4/01/2019

Anche a me serve un deserto?


Il deserto: per Israele, quarant’anni di cammino prima di entrare nella terra promessa con qualche speranza di vincere i popoli che vi erano insediati.
Una storia di guerriglie tra beduini vecchia di migliaia di anni, che, pure, continuiamo a leggere, scrutandone il significato.
Perché?
Perché anche la nostra vita è continuamente in cammino tra una situazione che non sopportiamo più (l’Egitto) e una che sogniamo (la terra promessa).
Ma quando questa terra promessa cerchiamo di costruirla a nostra misura, ci scontriamo con la “misura” degli altri e scoppiano guerre senza esclusione di colpi.

L’aggirarsi per il deserto per quarant’anni diventa allora metafora di un tempo intermedio, necessario per un cambiamento intelligente.
Innanzitutto, cos’è questa “terra deserta, arida, senz’acqua”?
E’ la disponibilità a mettere in discussione le mie soluzioni, quelle prospettive così “giuste” che -guarda caso!- per gli altri tali non sono.
Dura, ma necessaria, decisione quella di accantonare quel che mi disseta per cercare qualcosa che non so.
Il deserto diventa, così, tempo in cui far sbollire la rabbia, calmarsi e mettersi in ascolto, attendendo una Parola al di là delle piccole guerriglie che intraprendiamo per soddisfare i nostri piccoli interessi.
Una Parola che ci mette tempo ad emergere, ma, quando lo fa, si riconosce dalla pace che l’accompagna e che ti avvolge.

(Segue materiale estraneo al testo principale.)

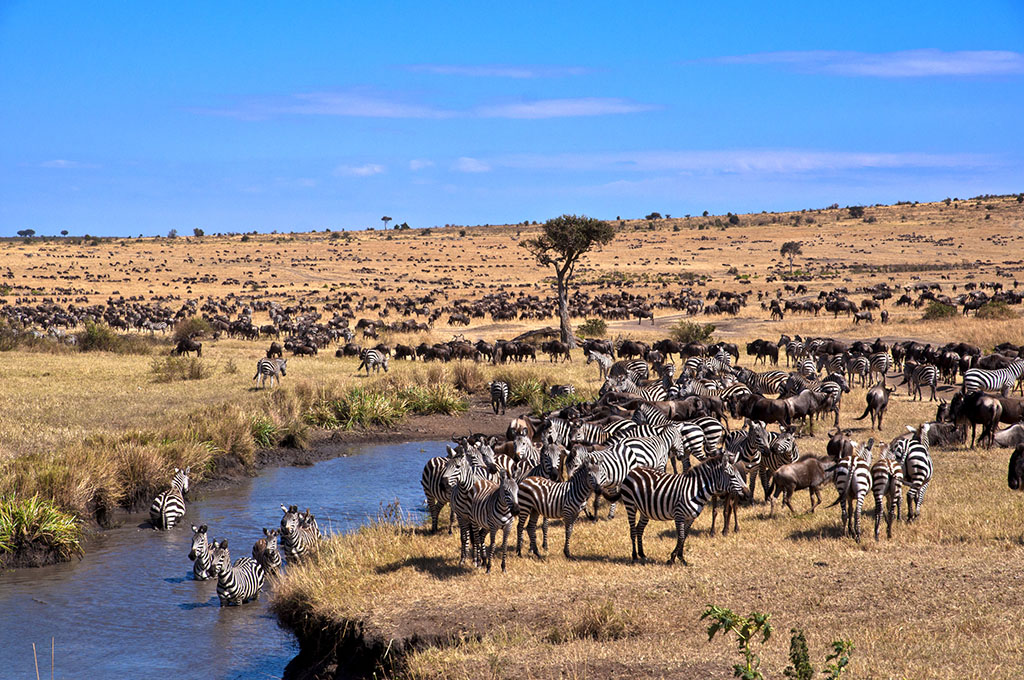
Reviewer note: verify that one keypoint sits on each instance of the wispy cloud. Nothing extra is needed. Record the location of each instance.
(361, 104)
(907, 64)
(66, 165)
(569, 108)
(466, 164)
(367, 170)
(499, 71)
(735, 161)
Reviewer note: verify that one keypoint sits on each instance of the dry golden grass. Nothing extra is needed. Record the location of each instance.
(933, 602)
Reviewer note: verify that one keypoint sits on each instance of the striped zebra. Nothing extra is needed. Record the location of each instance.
(1000, 380)
(852, 476)
(169, 506)
(915, 458)
(299, 534)
(373, 358)
(436, 491)
(499, 395)
(270, 369)
(881, 364)
(494, 506)
(656, 495)
(544, 498)
(265, 552)
(200, 553)
(237, 584)
(887, 483)
(769, 382)
(603, 362)
(918, 375)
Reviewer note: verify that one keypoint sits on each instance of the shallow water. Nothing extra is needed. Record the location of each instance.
(130, 607)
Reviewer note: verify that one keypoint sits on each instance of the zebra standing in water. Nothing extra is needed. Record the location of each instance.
(237, 584)
(169, 506)
(373, 358)
(200, 554)
(299, 534)
(887, 482)
(1001, 380)
(499, 395)
(265, 552)
(914, 457)
(436, 490)
(271, 370)
(543, 498)
(656, 495)
(853, 479)
(494, 506)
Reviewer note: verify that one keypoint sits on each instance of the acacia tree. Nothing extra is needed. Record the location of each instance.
(791, 249)
(562, 242)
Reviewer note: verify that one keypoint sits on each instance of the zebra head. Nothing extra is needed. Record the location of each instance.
(220, 558)
(290, 522)
(201, 543)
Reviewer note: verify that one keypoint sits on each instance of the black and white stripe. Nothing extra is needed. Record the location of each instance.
(169, 506)
(373, 359)
(237, 584)
(656, 495)
(270, 369)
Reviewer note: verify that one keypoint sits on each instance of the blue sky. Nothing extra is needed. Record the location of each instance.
(120, 118)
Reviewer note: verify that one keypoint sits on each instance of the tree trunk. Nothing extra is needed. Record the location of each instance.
(563, 312)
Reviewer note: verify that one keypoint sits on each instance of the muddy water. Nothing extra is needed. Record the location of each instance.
(131, 609)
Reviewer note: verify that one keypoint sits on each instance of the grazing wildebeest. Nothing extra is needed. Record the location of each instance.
(1016, 474)
(805, 473)
(878, 399)
(978, 409)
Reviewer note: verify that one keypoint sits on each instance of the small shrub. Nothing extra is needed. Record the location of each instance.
(173, 369)
(593, 328)
(939, 310)
(995, 310)
(685, 331)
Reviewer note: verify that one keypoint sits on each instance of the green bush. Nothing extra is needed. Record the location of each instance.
(685, 331)
(996, 310)
(593, 328)
(939, 310)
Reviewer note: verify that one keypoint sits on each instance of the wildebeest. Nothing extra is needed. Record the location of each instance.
(878, 399)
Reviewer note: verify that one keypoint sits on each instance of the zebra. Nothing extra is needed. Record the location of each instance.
(200, 553)
(270, 369)
(237, 584)
(1001, 380)
(499, 395)
(543, 498)
(373, 358)
(436, 490)
(299, 534)
(887, 482)
(660, 496)
(603, 362)
(494, 506)
(169, 506)
(852, 476)
(914, 457)
(918, 375)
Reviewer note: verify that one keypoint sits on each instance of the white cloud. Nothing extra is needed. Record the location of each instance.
(567, 108)
(367, 170)
(466, 164)
(66, 165)
(499, 71)
(735, 161)
(906, 64)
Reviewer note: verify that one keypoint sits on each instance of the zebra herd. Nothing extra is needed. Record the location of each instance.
(242, 581)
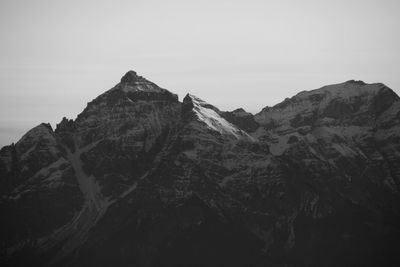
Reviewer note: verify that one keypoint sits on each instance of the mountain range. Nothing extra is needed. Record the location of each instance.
(142, 179)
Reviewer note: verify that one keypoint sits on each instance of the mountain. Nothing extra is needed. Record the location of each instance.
(141, 179)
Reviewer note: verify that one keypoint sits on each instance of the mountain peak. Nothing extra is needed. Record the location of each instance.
(130, 77)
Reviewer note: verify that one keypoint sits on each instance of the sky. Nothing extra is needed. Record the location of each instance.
(57, 55)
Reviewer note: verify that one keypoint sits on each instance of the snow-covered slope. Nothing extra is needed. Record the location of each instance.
(140, 179)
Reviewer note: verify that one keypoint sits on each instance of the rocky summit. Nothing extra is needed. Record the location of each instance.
(142, 179)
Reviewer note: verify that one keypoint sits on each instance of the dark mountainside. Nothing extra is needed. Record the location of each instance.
(141, 179)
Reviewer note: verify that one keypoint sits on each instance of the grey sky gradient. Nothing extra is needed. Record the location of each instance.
(55, 56)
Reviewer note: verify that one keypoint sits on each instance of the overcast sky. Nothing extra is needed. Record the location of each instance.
(55, 56)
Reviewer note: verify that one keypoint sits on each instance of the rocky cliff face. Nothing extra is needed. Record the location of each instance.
(140, 178)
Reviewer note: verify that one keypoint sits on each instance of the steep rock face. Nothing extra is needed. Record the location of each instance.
(313, 180)
(338, 141)
(39, 189)
(242, 119)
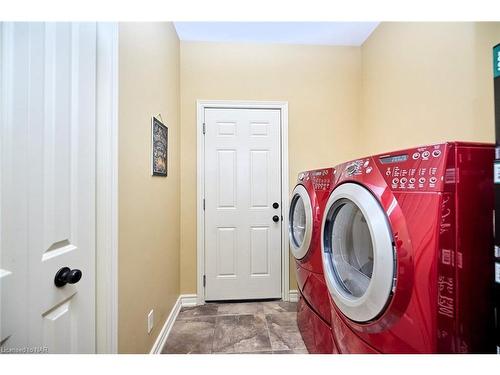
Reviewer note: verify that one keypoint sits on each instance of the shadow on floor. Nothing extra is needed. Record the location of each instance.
(244, 327)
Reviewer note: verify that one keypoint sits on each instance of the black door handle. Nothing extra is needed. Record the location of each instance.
(67, 276)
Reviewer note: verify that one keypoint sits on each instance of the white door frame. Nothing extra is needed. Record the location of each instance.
(107, 189)
(200, 184)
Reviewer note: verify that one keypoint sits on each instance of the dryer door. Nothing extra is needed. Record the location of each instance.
(358, 253)
(300, 222)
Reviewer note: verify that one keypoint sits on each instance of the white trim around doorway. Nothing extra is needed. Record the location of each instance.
(200, 183)
(107, 189)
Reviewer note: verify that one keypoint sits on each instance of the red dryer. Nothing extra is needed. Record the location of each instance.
(407, 245)
(306, 210)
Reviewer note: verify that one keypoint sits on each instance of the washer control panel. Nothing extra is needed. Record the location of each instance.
(414, 169)
(321, 179)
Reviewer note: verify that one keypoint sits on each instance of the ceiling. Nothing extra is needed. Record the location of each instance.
(318, 33)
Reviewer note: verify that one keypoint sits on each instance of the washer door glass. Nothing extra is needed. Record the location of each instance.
(357, 252)
(300, 222)
(352, 249)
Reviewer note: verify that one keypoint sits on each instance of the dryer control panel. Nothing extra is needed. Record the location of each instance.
(421, 169)
(417, 169)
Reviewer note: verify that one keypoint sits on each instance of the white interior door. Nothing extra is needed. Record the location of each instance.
(47, 186)
(242, 182)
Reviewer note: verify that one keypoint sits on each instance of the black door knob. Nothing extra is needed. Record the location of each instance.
(67, 276)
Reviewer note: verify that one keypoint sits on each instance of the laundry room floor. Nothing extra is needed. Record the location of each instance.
(246, 327)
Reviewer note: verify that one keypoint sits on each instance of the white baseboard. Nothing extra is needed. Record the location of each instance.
(293, 295)
(165, 330)
(184, 300)
(189, 300)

Il deserto è necessario per allontanarmi da ciò che preme su di me emotivamente, per riacquistare lucidità, freddezza di pensiero, oggettività. Nel combattere con l’altro sono le mie paure a guidarmi; con Dio, che mi porta a rifondarmi su ciò che è essenziale, posso guardare alla situazione con una prospettiva “dall’alto”, considerando non solo la delusione del presente, ma da quale storia assieme io e l’altro veniamo e verso dove vogliamo andare.

Con Dio riconosco i “demonietti” che gettano benzina nel fuoco del litigio: modi inadeguati di gestire la situazione rinfacciandosi vecchie colpe, ferendo l’altro nei suoi punti di fragilità, agendo una violenza fisica, verbale, psicologica.
Nel deserto si tace per pensare e si pensa… a volte per tacere.

Mi ritiro nel deserto per pensare un diverso modo di essere.
Ci vado con il mio Signore, per caricarmi di un diverso modo di essere.
Rientro poi nella vita, per sperimentare un diverso modo di essere.
Senza i due precedenti, quest’ultimo passaggio è azzardato e velleitario.
E che cosa sono i primi due se non la preghiera?

E dalla preghiera, che è questa comunione con Dio, che cosa esce?
Non una soluzione (era una soluzione al problema quella che cercavo!).
No: dalla preghiera esce una riconciliazione, perché la relazione viene prima di qualsiasi soluzione. Quando ci si mette in comunione con Dio, questa comunione diventa comunione con l’altro. Comunione, non sottomissione, non sopraffazione. Né vincitore né vinto.
Prima sì, prima volevo vedere vincere le mie ragioni, anche schiacciando l’altro; e l’altro faceva altrettanto con me.
Non voglio più giocare questo gioco.
Si può andare avanti mediando in modo intelligente.

A volte, però, c’è un muro.
Qui, a volte, Dio può aprirmi gli occhi su una prospettiva spiazzante: usare questa situazione per crescere umanamente.
E allora abbasso le armi e lascio che l’altro spelli vivo il Nemico che vive in me. E’ il mio battesimo: accetto che venga ucciso il mio uomo vecchio perché ne nasca l’uomo nuovo.
L’uomo vecchio che deve vincere per sentirsi qualcuno. Prigioniero del proprio io.

Chissà… un giorno riuscirò a liberarmi del mio io prima che lo faccia la morte?